Delavy selbst ist bekannt für Mechanical Design. Eine gute Grundlage in seinen Augen, um Zirkularität kreativ umzusetzen: «Mechanical Design unterstützt zirkuläres Design, indem Produkte modular, robust und leicht zerlegbar konstruiert werden. Verschraubungen statt Klebstoffe und standardisierte Teile erleichtern Reparatur, Austausch und Recycling.» Auffallend ist, dass das ja kein neues Konzept ist, sondern stark an Zeiten erinnert, in denen sich Reparaturen noch lohnten und vor allem umsetzbar waren.
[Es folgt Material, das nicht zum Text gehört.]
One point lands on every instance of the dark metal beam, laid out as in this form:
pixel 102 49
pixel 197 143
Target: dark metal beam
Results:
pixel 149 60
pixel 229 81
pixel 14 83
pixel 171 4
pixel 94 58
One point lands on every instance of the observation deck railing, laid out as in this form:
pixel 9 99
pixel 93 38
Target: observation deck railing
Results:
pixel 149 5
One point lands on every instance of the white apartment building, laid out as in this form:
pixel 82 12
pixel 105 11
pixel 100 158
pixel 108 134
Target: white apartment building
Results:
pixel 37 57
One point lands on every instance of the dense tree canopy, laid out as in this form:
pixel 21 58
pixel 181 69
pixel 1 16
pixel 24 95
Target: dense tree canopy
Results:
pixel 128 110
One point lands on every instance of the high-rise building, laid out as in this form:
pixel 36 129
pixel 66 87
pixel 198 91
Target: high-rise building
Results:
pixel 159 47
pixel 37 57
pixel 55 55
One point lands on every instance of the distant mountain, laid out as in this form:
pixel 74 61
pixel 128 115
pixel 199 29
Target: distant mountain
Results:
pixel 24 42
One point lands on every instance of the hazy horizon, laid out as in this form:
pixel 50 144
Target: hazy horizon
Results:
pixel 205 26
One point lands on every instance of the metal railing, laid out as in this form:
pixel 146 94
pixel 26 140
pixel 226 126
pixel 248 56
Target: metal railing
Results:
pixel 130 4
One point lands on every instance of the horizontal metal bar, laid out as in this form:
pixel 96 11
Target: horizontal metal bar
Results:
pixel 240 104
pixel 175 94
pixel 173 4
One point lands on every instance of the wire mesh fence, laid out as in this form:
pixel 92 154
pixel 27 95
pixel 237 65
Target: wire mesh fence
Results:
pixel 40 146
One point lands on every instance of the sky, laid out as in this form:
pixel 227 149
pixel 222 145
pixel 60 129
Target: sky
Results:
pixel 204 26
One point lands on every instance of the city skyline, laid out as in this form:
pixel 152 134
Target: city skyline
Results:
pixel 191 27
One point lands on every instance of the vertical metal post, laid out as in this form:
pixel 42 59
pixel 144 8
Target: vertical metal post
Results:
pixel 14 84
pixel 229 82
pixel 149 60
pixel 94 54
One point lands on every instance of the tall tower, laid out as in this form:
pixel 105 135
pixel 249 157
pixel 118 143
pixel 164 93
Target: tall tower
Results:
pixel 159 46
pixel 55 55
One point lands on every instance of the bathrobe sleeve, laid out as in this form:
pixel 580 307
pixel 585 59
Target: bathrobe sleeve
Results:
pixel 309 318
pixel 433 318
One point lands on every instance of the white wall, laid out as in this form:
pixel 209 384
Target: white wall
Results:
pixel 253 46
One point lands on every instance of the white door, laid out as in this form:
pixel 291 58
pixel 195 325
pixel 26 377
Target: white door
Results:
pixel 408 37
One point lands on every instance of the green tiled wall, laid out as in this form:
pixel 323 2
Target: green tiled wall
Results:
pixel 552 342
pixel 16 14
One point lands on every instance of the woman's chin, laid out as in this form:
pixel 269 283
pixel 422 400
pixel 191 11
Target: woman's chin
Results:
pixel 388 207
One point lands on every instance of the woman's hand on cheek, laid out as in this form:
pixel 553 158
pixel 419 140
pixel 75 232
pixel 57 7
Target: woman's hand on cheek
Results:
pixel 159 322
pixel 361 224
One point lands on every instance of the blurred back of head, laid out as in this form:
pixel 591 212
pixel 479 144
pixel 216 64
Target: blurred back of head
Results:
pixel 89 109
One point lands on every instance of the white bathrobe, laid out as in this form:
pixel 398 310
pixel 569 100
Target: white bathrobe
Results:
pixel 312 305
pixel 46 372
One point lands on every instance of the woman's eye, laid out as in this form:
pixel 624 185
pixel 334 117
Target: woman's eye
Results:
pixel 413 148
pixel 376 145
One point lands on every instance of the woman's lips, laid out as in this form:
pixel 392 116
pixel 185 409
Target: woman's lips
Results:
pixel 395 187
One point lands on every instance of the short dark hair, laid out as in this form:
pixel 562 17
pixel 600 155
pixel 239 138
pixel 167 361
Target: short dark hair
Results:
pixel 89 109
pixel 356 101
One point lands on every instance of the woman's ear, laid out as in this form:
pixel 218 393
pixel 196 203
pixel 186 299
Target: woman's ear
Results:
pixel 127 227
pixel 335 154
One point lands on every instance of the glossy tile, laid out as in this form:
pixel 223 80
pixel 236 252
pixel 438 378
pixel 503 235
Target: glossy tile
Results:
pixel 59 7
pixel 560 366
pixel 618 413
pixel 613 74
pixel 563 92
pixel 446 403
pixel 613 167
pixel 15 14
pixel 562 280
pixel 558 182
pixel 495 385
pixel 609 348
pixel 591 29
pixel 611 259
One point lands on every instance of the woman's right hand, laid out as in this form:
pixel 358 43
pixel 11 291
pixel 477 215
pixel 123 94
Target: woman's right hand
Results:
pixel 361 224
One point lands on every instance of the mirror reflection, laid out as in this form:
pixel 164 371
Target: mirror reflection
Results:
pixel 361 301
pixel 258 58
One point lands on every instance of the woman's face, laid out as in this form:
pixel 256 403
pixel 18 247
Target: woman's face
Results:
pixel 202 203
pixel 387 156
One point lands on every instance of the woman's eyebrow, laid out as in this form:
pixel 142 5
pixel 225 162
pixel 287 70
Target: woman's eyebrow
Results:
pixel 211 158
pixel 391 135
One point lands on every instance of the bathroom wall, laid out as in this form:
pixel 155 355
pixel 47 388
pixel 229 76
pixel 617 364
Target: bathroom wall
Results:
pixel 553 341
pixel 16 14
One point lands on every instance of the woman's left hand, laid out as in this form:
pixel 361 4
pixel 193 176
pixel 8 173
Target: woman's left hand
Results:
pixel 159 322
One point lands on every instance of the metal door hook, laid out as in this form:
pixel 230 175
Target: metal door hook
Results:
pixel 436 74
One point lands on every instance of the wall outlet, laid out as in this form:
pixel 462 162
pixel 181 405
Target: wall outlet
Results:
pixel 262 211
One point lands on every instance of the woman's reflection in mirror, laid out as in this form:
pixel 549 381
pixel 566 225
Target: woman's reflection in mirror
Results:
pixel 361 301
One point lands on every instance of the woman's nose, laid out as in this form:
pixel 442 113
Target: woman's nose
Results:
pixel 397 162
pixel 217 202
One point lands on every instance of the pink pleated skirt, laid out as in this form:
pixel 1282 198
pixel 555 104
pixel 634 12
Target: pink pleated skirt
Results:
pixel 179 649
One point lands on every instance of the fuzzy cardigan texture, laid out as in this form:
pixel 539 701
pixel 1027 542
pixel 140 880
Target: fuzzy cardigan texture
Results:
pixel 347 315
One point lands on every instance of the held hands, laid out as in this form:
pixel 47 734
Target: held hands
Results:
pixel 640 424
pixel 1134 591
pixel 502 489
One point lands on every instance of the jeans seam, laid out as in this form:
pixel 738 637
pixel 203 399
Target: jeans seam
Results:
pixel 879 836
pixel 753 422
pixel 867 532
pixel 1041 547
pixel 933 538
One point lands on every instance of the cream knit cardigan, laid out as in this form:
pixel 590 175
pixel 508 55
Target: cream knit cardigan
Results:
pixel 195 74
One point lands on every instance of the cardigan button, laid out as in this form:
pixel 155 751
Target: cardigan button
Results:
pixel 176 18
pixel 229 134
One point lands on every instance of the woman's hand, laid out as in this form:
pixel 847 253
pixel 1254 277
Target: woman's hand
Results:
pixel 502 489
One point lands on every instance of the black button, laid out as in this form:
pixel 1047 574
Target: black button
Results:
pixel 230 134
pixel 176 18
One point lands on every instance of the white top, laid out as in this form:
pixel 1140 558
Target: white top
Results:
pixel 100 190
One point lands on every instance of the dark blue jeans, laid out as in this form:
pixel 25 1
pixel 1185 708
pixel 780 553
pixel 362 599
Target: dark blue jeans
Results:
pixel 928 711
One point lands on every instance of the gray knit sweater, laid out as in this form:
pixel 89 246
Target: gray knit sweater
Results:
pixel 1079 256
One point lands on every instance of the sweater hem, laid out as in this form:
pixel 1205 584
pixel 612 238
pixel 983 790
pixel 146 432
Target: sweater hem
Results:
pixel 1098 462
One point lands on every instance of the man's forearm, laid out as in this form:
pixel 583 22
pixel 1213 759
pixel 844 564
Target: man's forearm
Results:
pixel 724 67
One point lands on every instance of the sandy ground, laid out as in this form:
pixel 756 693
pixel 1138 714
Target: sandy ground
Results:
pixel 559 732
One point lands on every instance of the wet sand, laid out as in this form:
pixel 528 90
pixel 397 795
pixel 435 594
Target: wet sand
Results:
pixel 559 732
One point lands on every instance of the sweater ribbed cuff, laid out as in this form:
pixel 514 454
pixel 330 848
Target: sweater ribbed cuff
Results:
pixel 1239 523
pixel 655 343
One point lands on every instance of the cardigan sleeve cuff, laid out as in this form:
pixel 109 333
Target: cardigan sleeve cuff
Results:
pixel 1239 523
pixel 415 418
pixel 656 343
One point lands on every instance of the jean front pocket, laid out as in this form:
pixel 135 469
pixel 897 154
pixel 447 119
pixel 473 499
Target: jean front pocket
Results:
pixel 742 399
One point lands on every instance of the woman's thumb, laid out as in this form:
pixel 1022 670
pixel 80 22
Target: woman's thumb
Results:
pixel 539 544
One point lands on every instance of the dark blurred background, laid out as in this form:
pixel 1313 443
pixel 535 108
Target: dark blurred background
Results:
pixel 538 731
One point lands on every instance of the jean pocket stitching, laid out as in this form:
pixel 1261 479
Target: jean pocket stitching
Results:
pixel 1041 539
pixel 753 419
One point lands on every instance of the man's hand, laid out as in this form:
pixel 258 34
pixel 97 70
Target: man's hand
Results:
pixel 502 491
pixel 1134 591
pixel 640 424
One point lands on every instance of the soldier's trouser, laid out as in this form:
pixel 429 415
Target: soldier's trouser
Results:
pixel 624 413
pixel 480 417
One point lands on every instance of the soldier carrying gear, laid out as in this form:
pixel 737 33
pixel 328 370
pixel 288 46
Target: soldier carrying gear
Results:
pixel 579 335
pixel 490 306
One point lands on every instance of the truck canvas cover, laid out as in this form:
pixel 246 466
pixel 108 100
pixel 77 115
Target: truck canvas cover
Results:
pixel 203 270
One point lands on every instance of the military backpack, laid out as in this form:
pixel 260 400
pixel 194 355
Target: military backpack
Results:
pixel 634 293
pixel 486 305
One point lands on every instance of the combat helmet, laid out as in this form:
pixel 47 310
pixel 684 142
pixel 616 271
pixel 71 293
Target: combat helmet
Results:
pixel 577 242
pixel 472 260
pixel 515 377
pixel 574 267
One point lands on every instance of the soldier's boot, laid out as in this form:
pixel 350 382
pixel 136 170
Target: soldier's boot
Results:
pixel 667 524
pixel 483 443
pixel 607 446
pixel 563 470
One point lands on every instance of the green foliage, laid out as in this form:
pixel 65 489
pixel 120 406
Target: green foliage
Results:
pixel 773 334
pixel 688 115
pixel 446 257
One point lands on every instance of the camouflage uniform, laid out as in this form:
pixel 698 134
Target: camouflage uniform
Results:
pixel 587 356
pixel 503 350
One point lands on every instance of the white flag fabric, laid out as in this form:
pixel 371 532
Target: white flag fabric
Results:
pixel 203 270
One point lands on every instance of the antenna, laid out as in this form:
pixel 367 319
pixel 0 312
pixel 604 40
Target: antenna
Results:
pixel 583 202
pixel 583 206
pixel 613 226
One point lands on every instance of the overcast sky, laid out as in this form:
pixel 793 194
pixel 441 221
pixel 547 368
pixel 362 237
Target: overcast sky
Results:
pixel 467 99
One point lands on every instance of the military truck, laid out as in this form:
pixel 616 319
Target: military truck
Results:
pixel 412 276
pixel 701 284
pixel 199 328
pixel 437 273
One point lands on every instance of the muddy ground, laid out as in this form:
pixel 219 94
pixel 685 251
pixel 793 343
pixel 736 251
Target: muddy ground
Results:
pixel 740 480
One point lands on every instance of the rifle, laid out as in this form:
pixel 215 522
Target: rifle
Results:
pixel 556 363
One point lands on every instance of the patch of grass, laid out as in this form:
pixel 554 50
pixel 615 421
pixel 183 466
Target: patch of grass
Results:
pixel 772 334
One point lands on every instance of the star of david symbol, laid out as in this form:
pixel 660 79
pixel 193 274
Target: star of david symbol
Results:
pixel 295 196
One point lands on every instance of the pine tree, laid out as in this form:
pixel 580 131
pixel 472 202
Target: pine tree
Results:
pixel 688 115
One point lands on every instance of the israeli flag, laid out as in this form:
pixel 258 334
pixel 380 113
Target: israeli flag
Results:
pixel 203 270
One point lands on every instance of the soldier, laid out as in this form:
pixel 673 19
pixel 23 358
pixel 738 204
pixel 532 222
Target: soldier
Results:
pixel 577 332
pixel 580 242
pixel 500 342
Heute lassen sich technische Geräte nicht einmal mehr auseinanderschrauben, Ersatzteile sind zudem oft nicht vorhanden. Ist ein Smartphone kaputt, ist es kaputt. Ist der Bildschirm auf dem Flat-TV schwarz, lässt sich mit wenigen Klicks ein neuer bestellen, und die Lieferanten nehmen den alten auch gleich mit. Was dann eben weniger kostet als eine Diagnose und Reparatur des alten Geräts.
Es braucht intelligente Produkte
Wie so oft dreht sich alles um Ressourcen. Endlichkeit zeigt sich hier immer häufiger und in immer mehr Bereichen. In Delavys Augen ist es daher Zeit für intelligente Produkte: «Das sind clever gestaltete und konzipierte Produkte, die den zirkulären Aspekten gerecht werden.» Doch der Erfolg dieser Produkte hängt wesentlich davon ab, dass Kunden die Notwendigkeit und Bedeutung der Kreislaufwirtschaft erkennen und aktiv einfordern. Denn nur wenn die Verbraucher diesen Umdenkprozess unterstützen und nachhaltige Produktionsweisen und Produkte bevorzugen, kann sich ein nachhaltiger Markt etablieren. «Wenn wir zum Beispiel ein modulares Design anstreben, könnte das in Zukunft ein Wiedererkennungsmerkmal sein», sagt Delavy. «Oder wenn wir vermehrt wieder auf Repairability setzen, wird dies in der Baustruktur der Produkte sichtbar werden.» Wenn die Konsumentinnen und Konsumenten beginnen, die Bedeutung dieser intelligenten zirkulären Produkte zu verstehen und deren Vorteile zu schätzen, wird die Nachfrage steigen. Im Umkehrschluss wird das die Industrie antreiben, mehr kreative und nachhaltige Lösungen zu entwickeln. Schliesslich ist es ein Wechselspiel zwischen Angebot und Nachfrage, bei dem eine informierte und engagierte Kundschaft entscheidend ist für die erfolgreiche Implementierung der Kreislaufwirtschaft.